Aunt Varina put her arms about her and wept with her. “Oh, it is horrible, Sylvia,” she said—“but think how much better that you should find it out before it’s too late! Oh, dear girl, it is so awful to find it out when it’s too late.” Thus the voice of Aunt Varina’s wasted life!

Aunt Nannie came later, as tactful as could have been expected. She did not say, “I told you so,” but she managed to leave with Sylvia the idea that the outcome was within the limits of human understanding. It was a matter of “bad blood;” and “bad blood” was like murder—it would always out. Also Aunt Nannie ventured to hint that it might be that Sylvia had allowed Frank Shirley to “take liberties” with her; and this, of course, made its impression upon the girl, who persuaded herself that she must be partly to blame for her own disgrace.

She became bitter against men; she did not see how she could ever tolerate the presence of one. Her mother, discussing the subject, remarked, “The reason I married your father was that he was the one good man I knew.”

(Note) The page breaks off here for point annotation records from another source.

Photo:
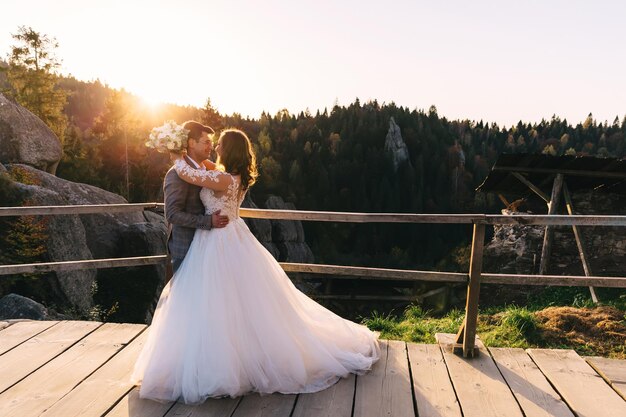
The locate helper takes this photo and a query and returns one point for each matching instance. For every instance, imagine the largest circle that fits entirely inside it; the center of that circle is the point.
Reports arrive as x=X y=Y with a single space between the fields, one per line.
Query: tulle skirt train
x=231 y=322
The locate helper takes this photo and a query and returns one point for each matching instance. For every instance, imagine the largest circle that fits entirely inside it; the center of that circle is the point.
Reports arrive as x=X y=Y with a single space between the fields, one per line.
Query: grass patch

“How did you know that he was good?” demanded the girl.

“Sylvia!” exclaimed her mother, in horror.

“But how? Because he told you so?”

“Miss Margaret” answered hesitatingly, choosing her words for a difficult subject. “I had heard things. Your Aunt Lady told me—how the young men in your father’s set had tried to get him to—to live the wicked life they lived. They made fun of him—called him ‘Miss Nancy’—.” She broke off suddenly. “I cannot talk about such things to my daughter!”

Even from “Aunt Mandy,” the old “black mammy” who had been the first person to hold Sylvia in her arms, the girl now received counsel. “Aunt Mandy” served the coffee in the early morning, and stood in the bedrooms and grinned while the ladies of the family gossiped; she often took part in the conversation, having gathered stores of family wisdom in her sixty-odd years. “Honey, I’se had my cross to bear,” she said to Sylvia, and went on to discuss the depravity of the male animal. “I’se had to beat my old man wid a flatiron, when I ketched him lookin’ roun’ too much—an’ even dat didn’t help much, honey. Now I got dem boys o’ mine, what’s allus up in cou’t, makin’ de Major come to pay jail-fines. But how kin I be cross wid ’em, when I knows it’s my own fault?”

“Your fault, Mammy?” said Sylvia. “Why, you are as good a mother——”

“I know, honey, I’se tried to be good; I’se prayed to de Lord—yes, I’se took dem boys to de foot o’ de cross. But de Lord done tole me it’s my fault. ‘Mandy,’ he says, ‘Mandy—look at de daddy you give dem niggers!’ Oh, honey, take dis from yo’ ole mammy, ef you’se gwine ter bring any chillun into de worl’—be careful what kind of a daddy you gives ’em!”